Cover of Cry of the Newborn


Cry of the Newborn
James Barclay
819 pages
published in 2005

James Barclay is not a writer I had heard of before I got this book out of the library. The backcover blurb sounded interesting and the frontcover sported a quote by Steven Erikson, one of my favourite fantasy writers, so while the first few pages I sampled were a bit dull I thought I’d take a chance. The library also had the sequel, but I didn’t put that one up as this was big enough already; I could always get it next time. But I don’t think I will. Erikson’s blurb said that Cry of the Newborn was “a most extraordinary and impressively ambitious novel”, but in reality it was just a bog standard epic fantasy novel. Not a bad novel by any standards, competently written certainly, but nothing special.
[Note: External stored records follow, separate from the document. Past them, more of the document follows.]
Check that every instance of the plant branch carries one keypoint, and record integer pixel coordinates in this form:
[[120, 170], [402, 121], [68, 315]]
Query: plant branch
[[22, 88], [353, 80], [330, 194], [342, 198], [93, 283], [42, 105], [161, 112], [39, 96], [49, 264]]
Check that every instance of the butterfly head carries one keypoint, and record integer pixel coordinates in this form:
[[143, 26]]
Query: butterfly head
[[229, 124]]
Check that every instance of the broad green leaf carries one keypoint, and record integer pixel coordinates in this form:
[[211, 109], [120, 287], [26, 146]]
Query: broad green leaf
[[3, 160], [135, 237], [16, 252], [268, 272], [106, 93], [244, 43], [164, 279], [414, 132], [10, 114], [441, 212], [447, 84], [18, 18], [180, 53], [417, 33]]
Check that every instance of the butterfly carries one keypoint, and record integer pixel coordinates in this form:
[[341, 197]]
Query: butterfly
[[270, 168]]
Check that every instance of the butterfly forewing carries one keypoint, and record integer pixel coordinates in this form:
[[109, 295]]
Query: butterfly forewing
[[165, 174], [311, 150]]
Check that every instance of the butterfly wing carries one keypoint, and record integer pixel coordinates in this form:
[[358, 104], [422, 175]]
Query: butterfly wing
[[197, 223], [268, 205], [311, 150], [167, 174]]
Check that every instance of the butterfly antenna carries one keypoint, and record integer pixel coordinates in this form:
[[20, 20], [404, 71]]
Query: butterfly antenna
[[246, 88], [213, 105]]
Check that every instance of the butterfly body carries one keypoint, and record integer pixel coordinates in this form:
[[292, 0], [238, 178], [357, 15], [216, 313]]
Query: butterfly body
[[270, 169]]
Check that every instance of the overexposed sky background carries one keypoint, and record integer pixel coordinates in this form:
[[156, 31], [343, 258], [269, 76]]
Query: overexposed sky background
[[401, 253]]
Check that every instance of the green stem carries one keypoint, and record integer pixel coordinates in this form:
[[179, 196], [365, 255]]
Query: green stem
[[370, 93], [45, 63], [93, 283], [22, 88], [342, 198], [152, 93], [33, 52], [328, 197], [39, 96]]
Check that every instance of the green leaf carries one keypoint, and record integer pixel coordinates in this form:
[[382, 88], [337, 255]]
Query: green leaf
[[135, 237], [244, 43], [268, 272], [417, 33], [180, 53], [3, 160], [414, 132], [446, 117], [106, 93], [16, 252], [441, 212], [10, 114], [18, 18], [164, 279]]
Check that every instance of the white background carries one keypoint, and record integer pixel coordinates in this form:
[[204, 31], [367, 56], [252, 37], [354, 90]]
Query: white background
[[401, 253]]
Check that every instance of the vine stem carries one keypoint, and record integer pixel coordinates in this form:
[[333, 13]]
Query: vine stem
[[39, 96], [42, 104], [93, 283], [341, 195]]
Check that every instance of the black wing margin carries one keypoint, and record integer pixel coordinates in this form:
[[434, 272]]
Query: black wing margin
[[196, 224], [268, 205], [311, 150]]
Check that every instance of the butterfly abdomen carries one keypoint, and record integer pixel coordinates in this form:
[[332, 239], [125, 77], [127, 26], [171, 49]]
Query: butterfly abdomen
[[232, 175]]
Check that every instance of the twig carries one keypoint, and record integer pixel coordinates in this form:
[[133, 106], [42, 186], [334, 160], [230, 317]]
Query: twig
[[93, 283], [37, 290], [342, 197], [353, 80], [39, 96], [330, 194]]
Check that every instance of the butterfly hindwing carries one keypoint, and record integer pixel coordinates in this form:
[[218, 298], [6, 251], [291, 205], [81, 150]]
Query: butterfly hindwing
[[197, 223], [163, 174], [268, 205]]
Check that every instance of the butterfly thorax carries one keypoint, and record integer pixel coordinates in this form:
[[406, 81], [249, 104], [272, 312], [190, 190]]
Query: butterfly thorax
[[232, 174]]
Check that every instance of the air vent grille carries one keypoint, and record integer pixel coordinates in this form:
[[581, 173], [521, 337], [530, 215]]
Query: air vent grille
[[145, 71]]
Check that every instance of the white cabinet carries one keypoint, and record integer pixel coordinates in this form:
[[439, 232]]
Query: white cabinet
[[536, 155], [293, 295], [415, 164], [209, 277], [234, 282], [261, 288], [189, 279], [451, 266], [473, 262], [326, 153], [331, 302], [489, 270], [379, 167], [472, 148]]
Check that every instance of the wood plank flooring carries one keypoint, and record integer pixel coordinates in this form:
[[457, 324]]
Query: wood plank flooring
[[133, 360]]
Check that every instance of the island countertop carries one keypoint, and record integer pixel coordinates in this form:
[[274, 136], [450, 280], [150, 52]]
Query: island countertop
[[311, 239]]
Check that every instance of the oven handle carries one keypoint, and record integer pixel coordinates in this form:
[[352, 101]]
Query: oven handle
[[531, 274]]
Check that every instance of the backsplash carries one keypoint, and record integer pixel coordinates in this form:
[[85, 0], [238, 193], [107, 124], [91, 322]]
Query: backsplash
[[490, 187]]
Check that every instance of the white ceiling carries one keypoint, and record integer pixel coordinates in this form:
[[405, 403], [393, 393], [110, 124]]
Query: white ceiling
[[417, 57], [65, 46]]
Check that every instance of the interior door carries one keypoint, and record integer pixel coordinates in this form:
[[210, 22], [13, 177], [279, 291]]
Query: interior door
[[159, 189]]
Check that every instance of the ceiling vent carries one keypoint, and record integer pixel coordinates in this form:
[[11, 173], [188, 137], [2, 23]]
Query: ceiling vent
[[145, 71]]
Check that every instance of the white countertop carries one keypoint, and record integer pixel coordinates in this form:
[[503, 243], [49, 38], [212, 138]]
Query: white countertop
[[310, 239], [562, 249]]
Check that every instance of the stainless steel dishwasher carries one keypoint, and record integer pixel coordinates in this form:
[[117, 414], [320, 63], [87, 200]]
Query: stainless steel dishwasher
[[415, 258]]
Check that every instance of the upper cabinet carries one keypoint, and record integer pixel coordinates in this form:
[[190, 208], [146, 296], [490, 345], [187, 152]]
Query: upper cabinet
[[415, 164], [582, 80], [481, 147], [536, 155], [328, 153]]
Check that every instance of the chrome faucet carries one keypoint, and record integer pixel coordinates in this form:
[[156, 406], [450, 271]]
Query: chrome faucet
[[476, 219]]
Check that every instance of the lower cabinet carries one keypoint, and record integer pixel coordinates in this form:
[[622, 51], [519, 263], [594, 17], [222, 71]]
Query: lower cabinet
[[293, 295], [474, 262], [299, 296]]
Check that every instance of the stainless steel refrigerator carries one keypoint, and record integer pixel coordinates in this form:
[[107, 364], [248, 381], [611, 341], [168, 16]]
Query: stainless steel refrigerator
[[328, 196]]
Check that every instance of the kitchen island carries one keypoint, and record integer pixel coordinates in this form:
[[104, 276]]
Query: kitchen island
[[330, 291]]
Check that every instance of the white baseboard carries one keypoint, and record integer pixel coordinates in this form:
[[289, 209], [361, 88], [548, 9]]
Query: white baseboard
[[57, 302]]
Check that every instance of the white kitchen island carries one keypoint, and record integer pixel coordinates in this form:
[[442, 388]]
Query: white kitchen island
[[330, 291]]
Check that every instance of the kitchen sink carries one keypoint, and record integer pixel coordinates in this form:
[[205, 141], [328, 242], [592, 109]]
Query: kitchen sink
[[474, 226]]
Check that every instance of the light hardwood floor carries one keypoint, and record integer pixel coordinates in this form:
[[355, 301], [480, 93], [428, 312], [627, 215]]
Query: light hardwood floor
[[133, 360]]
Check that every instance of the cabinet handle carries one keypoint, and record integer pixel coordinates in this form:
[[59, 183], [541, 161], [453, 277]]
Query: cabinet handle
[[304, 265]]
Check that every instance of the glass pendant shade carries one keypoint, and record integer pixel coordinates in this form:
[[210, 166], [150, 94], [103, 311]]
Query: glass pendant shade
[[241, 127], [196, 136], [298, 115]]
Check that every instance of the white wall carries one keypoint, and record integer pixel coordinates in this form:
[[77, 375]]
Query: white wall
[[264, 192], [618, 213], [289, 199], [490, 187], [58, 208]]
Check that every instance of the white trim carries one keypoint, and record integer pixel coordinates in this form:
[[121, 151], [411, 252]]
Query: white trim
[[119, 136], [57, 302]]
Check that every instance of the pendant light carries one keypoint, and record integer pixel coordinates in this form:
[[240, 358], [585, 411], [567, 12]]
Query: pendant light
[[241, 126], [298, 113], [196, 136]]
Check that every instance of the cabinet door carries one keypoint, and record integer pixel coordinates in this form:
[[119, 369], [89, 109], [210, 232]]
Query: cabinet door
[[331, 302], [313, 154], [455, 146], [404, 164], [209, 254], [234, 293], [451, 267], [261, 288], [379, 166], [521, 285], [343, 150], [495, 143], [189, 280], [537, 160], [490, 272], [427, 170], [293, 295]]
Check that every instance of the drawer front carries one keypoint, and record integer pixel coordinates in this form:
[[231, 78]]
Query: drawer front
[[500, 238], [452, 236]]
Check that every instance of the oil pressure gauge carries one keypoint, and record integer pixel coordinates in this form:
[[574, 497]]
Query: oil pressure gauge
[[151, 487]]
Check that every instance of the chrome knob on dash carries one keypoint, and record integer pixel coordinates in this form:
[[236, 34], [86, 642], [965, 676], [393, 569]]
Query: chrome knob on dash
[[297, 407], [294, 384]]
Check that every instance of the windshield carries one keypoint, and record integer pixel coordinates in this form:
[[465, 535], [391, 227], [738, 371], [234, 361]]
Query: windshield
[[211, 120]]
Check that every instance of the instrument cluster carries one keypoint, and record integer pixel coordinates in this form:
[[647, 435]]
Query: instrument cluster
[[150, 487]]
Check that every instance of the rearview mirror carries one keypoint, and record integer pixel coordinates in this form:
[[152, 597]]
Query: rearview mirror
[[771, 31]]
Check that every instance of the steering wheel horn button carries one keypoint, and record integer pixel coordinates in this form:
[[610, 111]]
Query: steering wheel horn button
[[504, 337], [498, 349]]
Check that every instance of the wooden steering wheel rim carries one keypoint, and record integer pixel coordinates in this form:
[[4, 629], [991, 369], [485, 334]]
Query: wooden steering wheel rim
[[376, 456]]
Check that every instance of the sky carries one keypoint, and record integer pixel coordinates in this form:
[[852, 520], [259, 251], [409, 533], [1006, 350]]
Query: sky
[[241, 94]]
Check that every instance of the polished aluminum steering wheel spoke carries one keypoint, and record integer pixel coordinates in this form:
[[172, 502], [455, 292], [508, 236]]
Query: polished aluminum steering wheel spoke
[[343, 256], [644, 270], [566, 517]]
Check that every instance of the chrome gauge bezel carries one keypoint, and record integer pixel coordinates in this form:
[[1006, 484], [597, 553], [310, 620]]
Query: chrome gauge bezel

The story revolves around a typical fantasy prophecy, that one day humans can ascend to godhood, having the same powers as the Omniscient. This belief is however a heresy to the Order, the state church, which prosecuted and killed off all believers in this prophecy and destroyed all knowledge of it hundreds of years ago, or so it believes. The truth is otherwise, with the heretics believing in Ascendancy having gone to ground in Westfallen, a sheltered corner of the Estorian Concord where their centuries old breeding process has finally borne succes. Generation after generation managed to produce some people with special powers, but most of these powers were weak and often lost at a later age. It’s only at the start of the story that the first generation of true Ascendants is born, four children with potential powers rivaling the Omniscient itself. Cry of the Newborn is the story of their coming of age, in a time when their country is in grave peril.